MA 30 The Innovators: Christopher Koelsch

December 6, 2016 | By Richard S. Ginell

President and CEO, Los Angeles Opera

In 2012, when the Los Angeles Opera needed someone to stay home and watch the store while General Director Plácido Domingo pursued his ceaseless international schedule, it turned to one of its own, Christopher Koelsch, who first joined the company in 1997 and worked his way up.

Koelsch soon showed that he had an eagle eye for new ideas and could act fast on them. Having seen a short video clip from Barrie Kosky’s wildly innovative, live-action-plus-animation production of The Magic Flute in Berlin in 2013, Koelsch immediately booked a flight to Germany, brought the production to L.A. only months later, and scored a big audience hit with it.

Under Koelsch’s leadership, LA Opera has gone off-site with a spinoff series called Off-Grand, which cultivates a new, younger, more casual audience by presenting experimental works that stretch opera into areas far beyond what Verdi or Puccini imagined.
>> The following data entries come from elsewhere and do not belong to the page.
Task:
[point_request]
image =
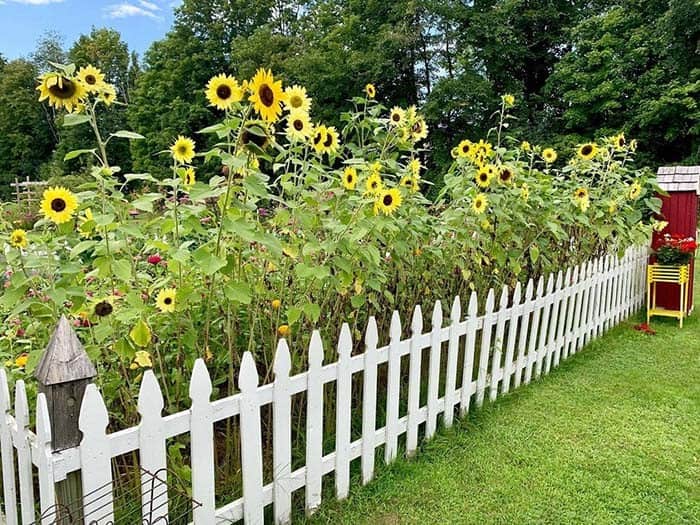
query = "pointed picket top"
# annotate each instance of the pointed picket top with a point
(436, 320)
(395, 328)
(417, 321)
(150, 401)
(473, 308)
(200, 382)
(529, 289)
(248, 374)
(93, 413)
(456, 312)
(316, 349)
(65, 358)
(345, 342)
(283, 361)
(371, 335)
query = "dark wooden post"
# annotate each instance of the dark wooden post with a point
(63, 373)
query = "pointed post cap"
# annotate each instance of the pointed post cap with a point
(64, 359)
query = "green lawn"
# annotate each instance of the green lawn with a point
(611, 436)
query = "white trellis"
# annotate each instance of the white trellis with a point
(522, 335)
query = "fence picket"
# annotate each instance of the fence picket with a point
(343, 411)
(393, 389)
(251, 442)
(512, 335)
(434, 370)
(534, 327)
(485, 350)
(8, 455)
(469, 343)
(314, 424)
(414, 376)
(202, 438)
(452, 355)
(282, 435)
(498, 343)
(527, 309)
(152, 451)
(47, 493)
(24, 457)
(95, 459)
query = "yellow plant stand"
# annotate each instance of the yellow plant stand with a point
(661, 273)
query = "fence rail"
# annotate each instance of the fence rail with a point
(517, 338)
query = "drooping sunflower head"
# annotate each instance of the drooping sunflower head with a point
(91, 77)
(483, 177)
(58, 204)
(223, 91)
(165, 300)
(370, 91)
(549, 155)
(373, 184)
(266, 95)
(182, 149)
(480, 203)
(349, 177)
(397, 116)
(61, 90)
(387, 201)
(299, 127)
(18, 239)
(295, 98)
(587, 151)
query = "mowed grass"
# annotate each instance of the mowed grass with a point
(611, 436)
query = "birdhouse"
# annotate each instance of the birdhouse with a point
(680, 210)
(63, 373)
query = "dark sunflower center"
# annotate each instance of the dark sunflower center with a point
(267, 96)
(63, 88)
(223, 92)
(58, 204)
(103, 309)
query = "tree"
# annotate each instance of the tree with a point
(25, 140)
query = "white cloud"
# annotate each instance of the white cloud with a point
(125, 10)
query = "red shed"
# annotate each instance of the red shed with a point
(680, 209)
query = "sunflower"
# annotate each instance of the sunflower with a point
(319, 138)
(465, 149)
(410, 183)
(387, 201)
(165, 301)
(91, 77)
(266, 95)
(588, 151)
(483, 177)
(223, 91)
(635, 191)
(183, 149)
(58, 204)
(397, 116)
(349, 178)
(299, 125)
(373, 184)
(549, 155)
(62, 91)
(505, 175)
(18, 239)
(108, 94)
(480, 203)
(297, 99)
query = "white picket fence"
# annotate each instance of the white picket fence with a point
(519, 339)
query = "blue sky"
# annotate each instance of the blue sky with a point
(140, 22)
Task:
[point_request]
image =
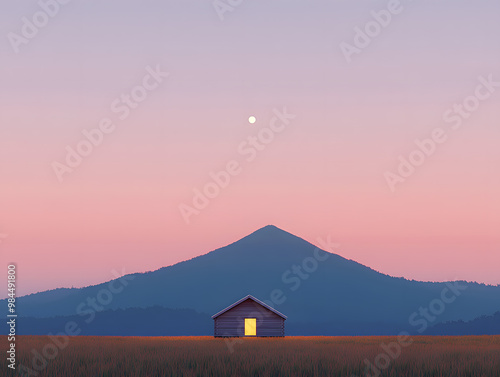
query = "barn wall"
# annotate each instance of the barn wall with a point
(232, 322)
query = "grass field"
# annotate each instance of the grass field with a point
(290, 356)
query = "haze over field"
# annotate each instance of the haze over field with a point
(323, 174)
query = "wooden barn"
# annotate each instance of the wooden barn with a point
(249, 317)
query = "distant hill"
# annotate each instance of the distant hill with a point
(336, 295)
(484, 325)
(155, 321)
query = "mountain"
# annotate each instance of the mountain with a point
(335, 296)
(484, 325)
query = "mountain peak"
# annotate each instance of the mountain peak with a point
(271, 235)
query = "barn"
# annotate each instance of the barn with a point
(249, 317)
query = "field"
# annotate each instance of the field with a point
(290, 356)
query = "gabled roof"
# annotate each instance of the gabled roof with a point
(253, 299)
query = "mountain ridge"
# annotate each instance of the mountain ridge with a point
(317, 286)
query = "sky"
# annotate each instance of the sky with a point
(341, 91)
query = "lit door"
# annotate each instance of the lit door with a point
(250, 326)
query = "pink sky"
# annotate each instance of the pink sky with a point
(323, 175)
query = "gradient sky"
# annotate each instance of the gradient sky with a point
(323, 175)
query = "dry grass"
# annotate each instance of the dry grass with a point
(290, 356)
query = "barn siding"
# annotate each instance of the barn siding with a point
(232, 322)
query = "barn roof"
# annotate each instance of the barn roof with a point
(253, 299)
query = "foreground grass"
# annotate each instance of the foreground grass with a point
(287, 357)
These works have been done at far-flung locales like the Broad Stage in Santa Monica (Lee Holdridge’s Dulce Rosa, May 2013), the Barnsdall Gallery Theater near Hollywood (Vid Guerrerio’s Figaro! 90210, January 2015), and The Theater at Ace Hotel, a 1927-vintage downtown L.A. movie palace. This last hosted sold-out live-plus-film performances at Halloween time like Philip Glass’s score for Dracula in 2015 and Matthew Aucoin’s for Nosferatu in 2016.

As part of Off-Grand, Koelsch formed an alliance with Beth Morrison Projects that would result in a succession of productions of edgy new works by Missy Mazzoli (Song from the Uproar, October 2015), David Lang (anatomy theater, June 2016), and Ted Hearne (The Source, October 2016), staged in the black-box REDCAT theater underneath Disney Hall.
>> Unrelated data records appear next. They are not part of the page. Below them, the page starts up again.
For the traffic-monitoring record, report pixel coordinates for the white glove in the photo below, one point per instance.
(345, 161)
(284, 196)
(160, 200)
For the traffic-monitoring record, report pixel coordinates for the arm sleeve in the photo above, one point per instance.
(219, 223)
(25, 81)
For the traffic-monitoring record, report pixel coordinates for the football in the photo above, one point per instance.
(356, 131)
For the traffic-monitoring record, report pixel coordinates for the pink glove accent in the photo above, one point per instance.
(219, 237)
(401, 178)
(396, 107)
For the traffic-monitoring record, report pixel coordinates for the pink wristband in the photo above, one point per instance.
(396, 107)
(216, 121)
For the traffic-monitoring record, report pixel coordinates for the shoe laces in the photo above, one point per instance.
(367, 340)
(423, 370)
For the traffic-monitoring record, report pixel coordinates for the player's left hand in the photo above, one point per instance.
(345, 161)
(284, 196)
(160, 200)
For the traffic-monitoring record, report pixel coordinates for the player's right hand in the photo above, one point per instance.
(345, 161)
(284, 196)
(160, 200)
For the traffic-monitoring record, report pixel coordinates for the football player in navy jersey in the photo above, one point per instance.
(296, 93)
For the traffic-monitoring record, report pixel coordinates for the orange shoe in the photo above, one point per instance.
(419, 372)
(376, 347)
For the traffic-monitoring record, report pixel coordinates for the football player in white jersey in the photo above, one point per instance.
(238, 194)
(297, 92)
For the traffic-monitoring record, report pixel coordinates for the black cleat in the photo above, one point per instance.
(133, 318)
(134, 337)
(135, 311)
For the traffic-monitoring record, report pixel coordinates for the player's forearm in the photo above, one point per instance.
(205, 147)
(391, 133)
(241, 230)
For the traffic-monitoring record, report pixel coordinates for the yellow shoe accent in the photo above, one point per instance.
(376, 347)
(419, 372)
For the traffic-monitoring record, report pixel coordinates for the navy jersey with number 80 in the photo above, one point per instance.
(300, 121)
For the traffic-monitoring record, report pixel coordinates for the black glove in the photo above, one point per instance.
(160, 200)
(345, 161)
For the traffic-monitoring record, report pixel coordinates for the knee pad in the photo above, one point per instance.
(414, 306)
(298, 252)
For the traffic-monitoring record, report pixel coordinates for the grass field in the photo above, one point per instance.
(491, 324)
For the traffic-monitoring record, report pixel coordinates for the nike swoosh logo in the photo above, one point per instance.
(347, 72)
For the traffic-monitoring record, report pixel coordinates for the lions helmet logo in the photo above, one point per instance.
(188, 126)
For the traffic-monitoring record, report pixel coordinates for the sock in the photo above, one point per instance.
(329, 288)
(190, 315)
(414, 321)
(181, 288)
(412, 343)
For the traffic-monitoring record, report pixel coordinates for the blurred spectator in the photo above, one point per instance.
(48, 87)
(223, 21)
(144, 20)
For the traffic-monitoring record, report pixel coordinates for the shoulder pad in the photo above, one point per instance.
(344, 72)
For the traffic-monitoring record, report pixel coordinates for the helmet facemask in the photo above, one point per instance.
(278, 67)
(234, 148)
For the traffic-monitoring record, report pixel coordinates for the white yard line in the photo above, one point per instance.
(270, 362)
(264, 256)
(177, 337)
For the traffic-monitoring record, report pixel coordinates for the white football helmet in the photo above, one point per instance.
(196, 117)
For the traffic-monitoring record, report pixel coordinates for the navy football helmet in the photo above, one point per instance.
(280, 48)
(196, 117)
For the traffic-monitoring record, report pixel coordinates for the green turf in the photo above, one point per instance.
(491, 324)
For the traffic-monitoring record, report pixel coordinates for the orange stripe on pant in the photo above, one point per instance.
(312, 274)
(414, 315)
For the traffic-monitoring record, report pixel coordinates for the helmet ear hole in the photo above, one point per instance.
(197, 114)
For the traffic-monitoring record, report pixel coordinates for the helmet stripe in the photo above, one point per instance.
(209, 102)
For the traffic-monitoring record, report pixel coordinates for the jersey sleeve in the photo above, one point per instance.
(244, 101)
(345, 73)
Already Koelsch’s ventures may be having an effect out of town; this past March, San Francisco Opera opened its own similar experimental series called SF Opera Lab. And with the company’s financial problems following its 2010 Ring cycle now in the rear-view mirror, Koelsch is remaking LA Opera’s image as that of a forwardlooking major opera company taking artistic risks.

“As the definition of opera grows and expands with our living composers’ visions, he follows suit,” says Morrison of Koelsch. “As the definition expands, so does his audience. This is the way of the future.”